Valentine’s Memoir Writing Contest Winner #1: Motherless Child by Nancy LaTurner

by Matilda Butler on February 14, 2011

catnav-scrapmoir-active-3Post #70 – Women’s Memoir Writing, ScrapMoir – Matilda Butler and Kendra Bonnett



WELCOME TO WOMEN’S MEMOIRS CONTEST VALENTINE’S DAY READATHON

Join us for something we’ve never done before. We’re publishing Valentine’s Day stories all day long — once an hour for 11 hours from 7am PDT through 5pm PDT. This means the last contest winner will be announced and published at 8pm EDT — still giving you plenty of time for a romantic evening out. Come back each hour when we publish our next winner. Be sure to tell your friends about our all day Valentine ReadAThon.

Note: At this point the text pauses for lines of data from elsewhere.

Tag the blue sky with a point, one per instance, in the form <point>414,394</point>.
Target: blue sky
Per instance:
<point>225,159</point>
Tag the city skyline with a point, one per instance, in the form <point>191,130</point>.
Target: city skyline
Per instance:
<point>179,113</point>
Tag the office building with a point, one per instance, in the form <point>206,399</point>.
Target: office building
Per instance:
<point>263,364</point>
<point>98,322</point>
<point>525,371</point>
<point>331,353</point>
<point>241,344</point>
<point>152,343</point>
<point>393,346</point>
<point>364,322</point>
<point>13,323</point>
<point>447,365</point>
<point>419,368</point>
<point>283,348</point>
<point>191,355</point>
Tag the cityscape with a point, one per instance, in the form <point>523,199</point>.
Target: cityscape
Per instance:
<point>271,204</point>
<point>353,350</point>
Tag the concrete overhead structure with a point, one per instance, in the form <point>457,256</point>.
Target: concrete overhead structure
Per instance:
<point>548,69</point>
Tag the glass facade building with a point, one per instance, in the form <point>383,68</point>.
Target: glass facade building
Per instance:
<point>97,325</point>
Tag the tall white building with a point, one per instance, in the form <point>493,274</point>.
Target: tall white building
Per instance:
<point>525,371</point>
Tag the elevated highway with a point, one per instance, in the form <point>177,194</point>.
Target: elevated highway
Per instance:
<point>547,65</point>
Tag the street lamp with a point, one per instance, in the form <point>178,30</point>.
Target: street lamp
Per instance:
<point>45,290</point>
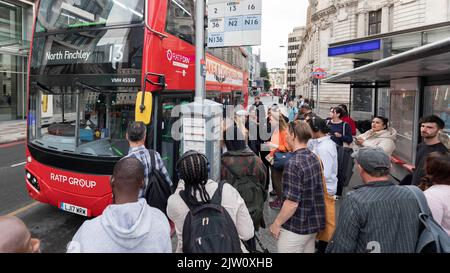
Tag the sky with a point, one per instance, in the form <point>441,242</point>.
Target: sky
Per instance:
<point>279,17</point>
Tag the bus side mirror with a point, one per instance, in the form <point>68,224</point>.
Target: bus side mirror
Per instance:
<point>44,103</point>
<point>144,103</point>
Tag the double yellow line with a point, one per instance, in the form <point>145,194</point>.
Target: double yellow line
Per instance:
<point>27,207</point>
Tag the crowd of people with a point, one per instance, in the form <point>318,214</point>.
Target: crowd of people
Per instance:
<point>300,159</point>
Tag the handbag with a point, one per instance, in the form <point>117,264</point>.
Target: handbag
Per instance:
<point>330,213</point>
<point>280,159</point>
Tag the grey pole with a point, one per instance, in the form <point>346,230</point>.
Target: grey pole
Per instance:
<point>200,61</point>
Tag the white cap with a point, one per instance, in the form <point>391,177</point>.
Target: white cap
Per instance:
<point>242,113</point>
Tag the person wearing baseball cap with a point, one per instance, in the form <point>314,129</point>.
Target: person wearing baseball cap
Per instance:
<point>378,216</point>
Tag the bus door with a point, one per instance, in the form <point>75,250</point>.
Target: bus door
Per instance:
<point>169,148</point>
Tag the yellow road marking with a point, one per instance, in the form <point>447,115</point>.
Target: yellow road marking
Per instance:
<point>14,213</point>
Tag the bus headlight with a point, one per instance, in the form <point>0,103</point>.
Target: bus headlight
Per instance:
<point>32,180</point>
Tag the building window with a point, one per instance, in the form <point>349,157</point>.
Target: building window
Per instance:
<point>180,19</point>
<point>375,22</point>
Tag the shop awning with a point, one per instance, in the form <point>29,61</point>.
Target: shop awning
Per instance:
<point>429,60</point>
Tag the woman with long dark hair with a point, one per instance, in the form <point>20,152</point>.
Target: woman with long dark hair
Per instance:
<point>437,178</point>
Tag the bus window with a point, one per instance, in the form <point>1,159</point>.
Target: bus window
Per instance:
<point>69,14</point>
<point>180,20</point>
<point>82,122</point>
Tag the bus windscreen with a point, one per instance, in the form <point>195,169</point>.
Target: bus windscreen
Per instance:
<point>69,14</point>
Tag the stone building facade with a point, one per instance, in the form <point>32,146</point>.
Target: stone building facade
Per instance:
<point>339,22</point>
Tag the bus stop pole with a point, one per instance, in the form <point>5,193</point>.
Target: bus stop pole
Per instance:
<point>200,62</point>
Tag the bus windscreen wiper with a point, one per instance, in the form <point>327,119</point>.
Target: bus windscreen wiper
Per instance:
<point>83,85</point>
<point>43,87</point>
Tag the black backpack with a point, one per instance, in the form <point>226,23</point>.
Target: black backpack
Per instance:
<point>433,238</point>
<point>158,190</point>
<point>253,193</point>
<point>345,162</point>
<point>345,165</point>
<point>208,228</point>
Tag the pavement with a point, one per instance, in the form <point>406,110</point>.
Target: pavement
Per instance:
<point>12,131</point>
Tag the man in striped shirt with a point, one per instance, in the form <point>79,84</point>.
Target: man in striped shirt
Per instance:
<point>378,217</point>
<point>136,135</point>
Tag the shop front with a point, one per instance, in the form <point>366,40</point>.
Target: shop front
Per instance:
<point>15,29</point>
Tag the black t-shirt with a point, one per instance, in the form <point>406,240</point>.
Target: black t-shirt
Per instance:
<point>423,151</point>
<point>259,109</point>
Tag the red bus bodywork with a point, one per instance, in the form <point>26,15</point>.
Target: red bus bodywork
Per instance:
<point>162,54</point>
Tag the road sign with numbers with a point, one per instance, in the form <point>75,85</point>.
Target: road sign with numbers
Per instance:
<point>234,22</point>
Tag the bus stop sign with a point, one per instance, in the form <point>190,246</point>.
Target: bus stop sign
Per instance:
<point>319,73</point>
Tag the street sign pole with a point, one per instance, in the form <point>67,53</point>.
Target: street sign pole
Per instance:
<point>200,62</point>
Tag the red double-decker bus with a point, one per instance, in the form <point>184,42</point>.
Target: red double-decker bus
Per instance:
<point>88,62</point>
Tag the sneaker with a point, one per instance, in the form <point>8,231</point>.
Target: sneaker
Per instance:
<point>275,204</point>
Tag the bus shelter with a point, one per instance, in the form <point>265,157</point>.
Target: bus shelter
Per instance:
<point>406,87</point>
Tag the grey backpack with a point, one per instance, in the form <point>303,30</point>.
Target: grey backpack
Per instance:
<point>433,238</point>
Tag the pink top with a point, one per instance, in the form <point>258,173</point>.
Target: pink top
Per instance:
<point>438,197</point>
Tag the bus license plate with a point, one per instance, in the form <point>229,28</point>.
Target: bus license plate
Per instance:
<point>73,209</point>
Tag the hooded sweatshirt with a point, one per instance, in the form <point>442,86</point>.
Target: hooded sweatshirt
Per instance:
<point>384,139</point>
<point>126,228</point>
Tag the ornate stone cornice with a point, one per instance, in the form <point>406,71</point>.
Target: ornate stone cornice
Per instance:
<point>323,13</point>
<point>348,3</point>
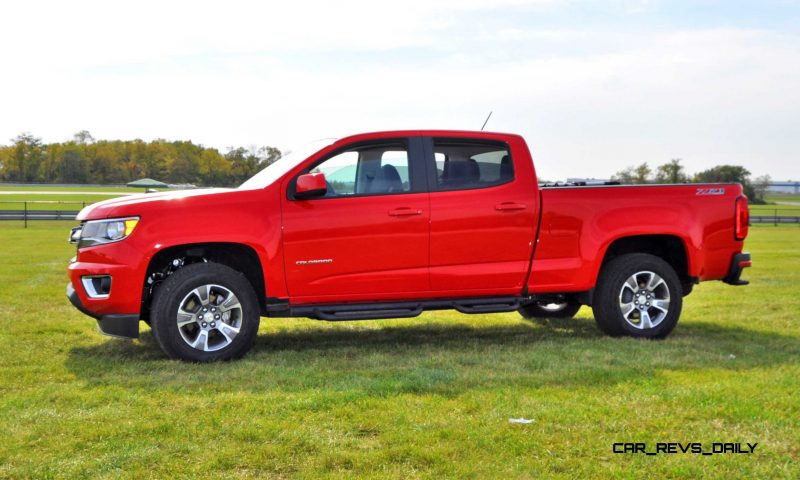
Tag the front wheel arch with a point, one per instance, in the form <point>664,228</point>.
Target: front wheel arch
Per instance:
<point>238,256</point>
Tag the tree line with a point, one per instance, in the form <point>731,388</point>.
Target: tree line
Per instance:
<point>673,172</point>
<point>86,160</point>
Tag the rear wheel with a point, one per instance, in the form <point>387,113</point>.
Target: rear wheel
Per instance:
<point>205,312</point>
<point>566,309</point>
<point>638,295</point>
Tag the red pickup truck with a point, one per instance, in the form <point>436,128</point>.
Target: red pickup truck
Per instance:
<point>388,224</point>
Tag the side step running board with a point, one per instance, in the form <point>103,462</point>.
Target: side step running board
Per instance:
<point>372,311</point>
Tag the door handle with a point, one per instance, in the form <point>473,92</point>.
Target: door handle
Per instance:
<point>404,212</point>
<point>510,206</point>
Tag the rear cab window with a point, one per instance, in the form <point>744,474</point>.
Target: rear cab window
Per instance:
<point>468,164</point>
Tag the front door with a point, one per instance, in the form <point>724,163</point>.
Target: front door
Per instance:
<point>368,237</point>
<point>483,218</point>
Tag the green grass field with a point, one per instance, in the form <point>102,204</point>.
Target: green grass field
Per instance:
<point>429,397</point>
<point>782,198</point>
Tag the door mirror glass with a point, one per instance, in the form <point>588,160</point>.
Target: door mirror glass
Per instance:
<point>311,185</point>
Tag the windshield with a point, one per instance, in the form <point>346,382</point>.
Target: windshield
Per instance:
<point>288,161</point>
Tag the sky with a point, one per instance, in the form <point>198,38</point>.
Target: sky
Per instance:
<point>593,86</point>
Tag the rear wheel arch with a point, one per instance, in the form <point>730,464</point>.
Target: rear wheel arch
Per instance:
<point>670,248</point>
<point>238,256</point>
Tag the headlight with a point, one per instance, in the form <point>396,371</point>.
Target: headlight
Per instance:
<point>98,232</point>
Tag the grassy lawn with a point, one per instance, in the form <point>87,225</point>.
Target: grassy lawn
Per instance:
<point>428,397</point>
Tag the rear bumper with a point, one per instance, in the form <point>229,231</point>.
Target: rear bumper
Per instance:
<point>114,325</point>
<point>739,262</point>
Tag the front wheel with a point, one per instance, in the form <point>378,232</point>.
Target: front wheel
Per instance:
<point>205,312</point>
<point>638,295</point>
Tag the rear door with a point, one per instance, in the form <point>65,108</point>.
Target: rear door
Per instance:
<point>368,238</point>
<point>483,217</point>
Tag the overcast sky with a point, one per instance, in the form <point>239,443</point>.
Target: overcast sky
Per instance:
<point>593,86</point>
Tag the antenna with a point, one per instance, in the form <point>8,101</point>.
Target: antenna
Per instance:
<point>487,121</point>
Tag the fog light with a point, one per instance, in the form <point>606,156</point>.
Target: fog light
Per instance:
<point>97,286</point>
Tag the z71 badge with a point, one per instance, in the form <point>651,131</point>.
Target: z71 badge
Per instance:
<point>710,191</point>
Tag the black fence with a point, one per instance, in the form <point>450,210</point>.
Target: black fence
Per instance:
<point>775,216</point>
<point>25,210</point>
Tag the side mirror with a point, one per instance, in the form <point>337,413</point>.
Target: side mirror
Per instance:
<point>310,185</point>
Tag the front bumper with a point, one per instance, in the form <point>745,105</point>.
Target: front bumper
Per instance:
<point>739,262</point>
<point>114,325</point>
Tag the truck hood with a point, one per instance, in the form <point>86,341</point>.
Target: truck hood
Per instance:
<point>140,203</point>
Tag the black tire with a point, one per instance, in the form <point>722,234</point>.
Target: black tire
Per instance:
<point>611,292</point>
<point>566,309</point>
<point>175,289</point>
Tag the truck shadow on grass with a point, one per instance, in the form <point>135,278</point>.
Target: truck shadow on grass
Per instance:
<point>440,358</point>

Our first memoir contest for 2011 stated the theme this way:

The Best Valentine’s Day in Your Life.
Or.
The Worst Valentine’s Day in Your Life

Kendra and I thought we’d get a series of cute or sweet or romantic stories. Maybe a few memories of those elementary school paper valentines. We didn’t really think we’d get vignettes of terrible Valentine’s Days. Instead we received a large number of contest entries that ranged from terrible experiences to those that began terrible but eventually had good outcomes to happy experiences to even humorous ones.

Therefore, we put each of the contest entries into one of these four categories. Then we chose the best of the vignettes within each category with the top one becoming the memoir contest winner and the other best ones becoming Honorable Mentions, published alphabetically by author’s name.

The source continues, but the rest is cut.